1º DE ABRIL DE 2023: 59 ANOS DO GOLPE. DITADURA NUNCA MAIS!

O dia 1º de abril marca os 59 anos do golpe militar de 1964. Este instaurou no Brasil o Estado de Segurança Nacional - uma ditadura que durou 21 anos (1964-1985). A ela seguiram-se 33 anos de transição pactuada e sem ruptura (1985-2018), controlada pelos militares. Tudo isto acumulou forças para o golpe de 2016 e desembocou no governo Bolsonaro (2019-2022), entusiasta da ditadura, de torturadores e milicianos. Governo genocida que levou às máximas consequências o projeto consolidado pela ditadura militar: a modernização fascista do capitalismo. Esta foi viabilizada pelo mais exacerbado terrorismo de Estado, instrumento essencial do totalitarismo de mercado – o neoliberalismo em vigor.

A ditadura militar brasileira é a segunda mais longeva de todas as que se instalaram na América Latina nos anos 1950, 1960 e 1970 – a primeira é a do Paraguai (1954-1989). Todas elas se espelharam no Brasil para a construção dos respectivos aparatos repressivos. Atuaram em conjunto no continente na famigerada Operação Condor. No Brasil, as Forças Armadas articularam organicamente as polícias civis e militares, a comunidade de informações e grupos de extermínio (as atuais milícias) para trucidar opositores. O empresariado, os latifundiários e a imprensa corporativa participaram ativamente da repressão. Tortura, extermínio, desaparecimento forçado, assassinato da memória, censura, ódio mortal aos Direitos Humanos se tornaram políticas de Estado. 

Em todas as ditaduras latino-americanas houve forte protagonismo do imperialismo estadunidense. Como no Brasil, todas adotaram a Doutrina de Segurança Nacional, que preconiza o imperativo da eliminação dos inimigos internos, da guerra ideológica permanente contra o comunismo. São inimigos internos a classe trabalhadora, o movimento estudantil, as pessoas mobilizadas (organizadas ou não, armadas ou não) na luta contra o regime. São inimigos internos também as classes perigosas e torturáveis de sempre: a população pobre e periférica, as pessoas consideradas pela ditadura subversivas, marginais, supérfluas, diferentes. Todas e todos, afinal, que pudessem colocar em risco projeto burguês de desenvolvimento e segurança e a integridade do lema Deus, Pátria e Família.

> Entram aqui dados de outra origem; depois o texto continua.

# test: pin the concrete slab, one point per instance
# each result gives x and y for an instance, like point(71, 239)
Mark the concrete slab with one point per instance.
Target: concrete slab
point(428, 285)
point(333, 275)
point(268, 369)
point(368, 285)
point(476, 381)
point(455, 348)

A política indigenista da ditadura foi ecocida e genocida. Houve devastação da Amazônia, como exigia o tal desenvolvimento e segurança. Mais de dez mil indígenas foram exterminadas/os. Foram criados campos de concentração para os Povos Indígenas como o Reformatório Krenak (Resplendor/MG) e a Fazenda Guarani (Carmésia/MG), controlados pela FUNAI e pela polícia militar de Minas Gerais. Foi genocida a política econômica de arrocho, desemprego e fome. A repressão nas favelas e periferias atingiu sobretudo o Povo Negro. Houve profusão de cemitérios clandestinos, locais de desova e valas comuns – a do Cemitério D. Bosco (Perus, São Paulo) é a mais conhecida. Nela foram encontradas 1043 ossadas, ainda não identificadas. Aí estão opositores da ditadura mortos sob tortura e corpos periféricos chacinados pela polícia e pelos esquadrões da morte. Há também muitas crianças certamente também vítimas da repressão e do negacionismo da ditadura em relação à epidemia de meningite no início dos anos 1970. As crianças foram alvo constante da ditadura. A operação clandestina conhecida como Operação Camanducaia sintetiza este horror: em 1974, 93 crianças e adolescentes acusados de pequenos delitos foram sequestrados e presos por policiais de São Paulo. Perto de Camanducaia/MG foram despidos, espancados e jogados em um barranco. Apenas 41 deles conseguiram chegar na cidade. Estavam nus, torturados e com fome. Os outros 52 continuam desaparecidos.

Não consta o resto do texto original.